Sunday, May 27, 2012

Disturbing Comfort

Disturb us, O Lord

when we are too well pleased with ourselves,
when our dreams have come true because we dreamed too little,
because we sailed too close to the shore.

Disturb us, O Lord

when with the abundance of things we possess,
we have lost our thirst for the water of life,
when, having fallen in love with time,
we have ceased to dream of eternity,
and in our efforts to build a new earth,
we have allowed our vision of Heaven to grow dim.

Stir us, O Lord

to dare more boldly, to venture into wider seas
where storms show Thy mastery,
where losing sight of land, we shall find the stars.

Push back, O Lord,

the horizons of our hopes;
Make glad our hearts and embolden us
To follow the lead of your Spirit
With courage, compassion, generosity, and love.

This we ask in the name of your Son,
Who is Jesus Christ our Lord.

--Adapted from a prayer attributed to Desmond Tutu, adapted from a prayer attributed to Sir Francis Drake

(http://godspace.wordpress.com/2012/03/02/disturb-us-o-lord-a-prayer-by-desmond-tutu-4/)




Jesus sends the Advocate, the Comforter and Guide, the one who stands alongside us and gives us aid in time of trial. He sends the Spirit of truth from the Father, to encourage us and renew us, to breathe into us courage and build in us new life.

He sends us peace, but a peace that disturbs us. He does not leave us comfortless, he does not leave us without a guide; but he does not leave us without a mission either.

We are called to complete his work in the world, to follow his lead into its farthest corners. We are called to bring the light of the gospel, the good news of God’s liberating hand, to all people.

The Spirit brings the living presence of Christ into our lives and hearts. And that means we have work to do. The Spirit is both comfort and conviction; we are not left alone in sin but pulled right out of it, away from the things that cling us to earth, and caught up into heavenly purpose.

The Spirit will bring into remembrance all that Jesus taught in his earthly walk with the disciples.

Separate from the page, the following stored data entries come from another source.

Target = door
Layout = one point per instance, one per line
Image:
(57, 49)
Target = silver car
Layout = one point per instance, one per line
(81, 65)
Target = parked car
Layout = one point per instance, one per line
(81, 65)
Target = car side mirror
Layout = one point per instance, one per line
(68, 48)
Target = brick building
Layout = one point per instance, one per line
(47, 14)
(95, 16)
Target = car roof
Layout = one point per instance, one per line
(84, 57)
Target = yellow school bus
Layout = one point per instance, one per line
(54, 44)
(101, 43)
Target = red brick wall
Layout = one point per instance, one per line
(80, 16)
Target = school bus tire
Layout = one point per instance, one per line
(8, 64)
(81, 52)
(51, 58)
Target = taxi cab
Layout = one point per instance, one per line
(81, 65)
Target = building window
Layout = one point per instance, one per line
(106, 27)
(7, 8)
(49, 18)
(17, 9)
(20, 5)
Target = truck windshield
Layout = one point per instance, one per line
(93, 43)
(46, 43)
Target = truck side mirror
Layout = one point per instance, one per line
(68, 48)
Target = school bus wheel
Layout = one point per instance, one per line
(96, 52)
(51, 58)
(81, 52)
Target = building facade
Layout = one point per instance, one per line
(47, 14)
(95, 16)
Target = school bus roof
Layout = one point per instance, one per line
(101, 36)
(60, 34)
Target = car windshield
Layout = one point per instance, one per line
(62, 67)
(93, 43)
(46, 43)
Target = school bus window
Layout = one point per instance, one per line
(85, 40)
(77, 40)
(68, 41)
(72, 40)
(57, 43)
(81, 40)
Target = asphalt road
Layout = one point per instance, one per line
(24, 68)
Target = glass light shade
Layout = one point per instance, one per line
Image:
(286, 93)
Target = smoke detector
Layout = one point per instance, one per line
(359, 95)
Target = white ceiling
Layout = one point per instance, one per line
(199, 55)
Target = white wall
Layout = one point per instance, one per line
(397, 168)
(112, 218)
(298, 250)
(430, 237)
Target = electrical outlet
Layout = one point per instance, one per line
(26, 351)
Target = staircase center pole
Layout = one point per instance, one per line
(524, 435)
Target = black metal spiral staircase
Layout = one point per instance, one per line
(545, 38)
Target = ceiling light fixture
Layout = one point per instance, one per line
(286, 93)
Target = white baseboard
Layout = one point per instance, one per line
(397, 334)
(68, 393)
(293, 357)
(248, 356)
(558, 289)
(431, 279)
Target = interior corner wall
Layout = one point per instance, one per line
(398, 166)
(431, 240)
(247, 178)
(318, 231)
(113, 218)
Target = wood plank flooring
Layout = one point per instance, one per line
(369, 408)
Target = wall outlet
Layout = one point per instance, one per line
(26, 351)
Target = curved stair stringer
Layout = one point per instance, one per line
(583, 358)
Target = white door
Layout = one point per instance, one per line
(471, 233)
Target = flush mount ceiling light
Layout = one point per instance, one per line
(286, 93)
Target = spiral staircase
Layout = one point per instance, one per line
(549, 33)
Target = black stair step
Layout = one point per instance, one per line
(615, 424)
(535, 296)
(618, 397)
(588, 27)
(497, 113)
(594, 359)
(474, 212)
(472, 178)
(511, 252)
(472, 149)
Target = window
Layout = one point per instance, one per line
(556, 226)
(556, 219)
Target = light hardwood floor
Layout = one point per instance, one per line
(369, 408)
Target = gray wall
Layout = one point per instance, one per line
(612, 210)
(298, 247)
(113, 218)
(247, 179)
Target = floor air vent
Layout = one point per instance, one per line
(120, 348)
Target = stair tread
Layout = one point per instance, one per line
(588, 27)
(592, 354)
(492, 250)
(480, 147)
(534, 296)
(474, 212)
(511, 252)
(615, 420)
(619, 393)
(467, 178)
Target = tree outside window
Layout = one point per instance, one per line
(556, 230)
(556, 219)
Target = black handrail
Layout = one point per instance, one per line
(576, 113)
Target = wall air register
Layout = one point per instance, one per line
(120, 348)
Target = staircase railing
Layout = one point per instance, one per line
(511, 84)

What the Spirit teaches is consistent with the Gospels.

Where the Spirit leads is consistent with the work of Christ: In him, God has brought us out of error into truth, out of sin into righteousness, out of death into life.

Through the Spirit we come to our true selves and receive new life in Christ. As Martin Smith has said, it is in the Spirit that we receive our real identity, full of new possibility.

We find our identity is, in the light of Christ, not based on where we have been or ancestry or social standing, but on our part in the realization of God’s future, a future with hope. Our true vocation is to build God’s kingdom.

God is doing an amazing thing! The Spirit leads and the Church follows, as the good news of the free Spirit, the word of the Kingdom coming, spreads to all people. And we are called to join in this work.

We enjoy and celebrate what God is doing. We are invited into the unity of love, which is God’s own nature, and to share and abide in that love.

The Spirit is the life-giving breath of God, the wind of his grace, the fire of his love. It brings us into intimacy with the divine.

The Spirit is the Paraclete, the one who walks beside us and guides us, and the one who leads us, whom we follow into a hopeful future.


Holy Spirit, comforter and advocate, grant us the courage to witness in word and deed, to the teachings and acts of Jesus, to spread the news that God is at work in the world reconciling all things to himself.

Come, Holy Spirit, convince the world of truth, turn it from sin to righteousness, in your judgment burn away falsehood and expose the reality of love. Guide us into all truth.

Encourage us in faith and witness that we may show forth in our lives what lives in our hearts, the liberating gospel of your love.

May your continuing presence in our lives bring comfort to us and become in us a beacon of light to the world.

Glory to God whose power, working in us, can do infinitely more than we can ask or imagine: Glory to him from generation to generation in the Church, and in Christ Jesus forever and ever. Amen.    (Ephesians 3:20, 21.)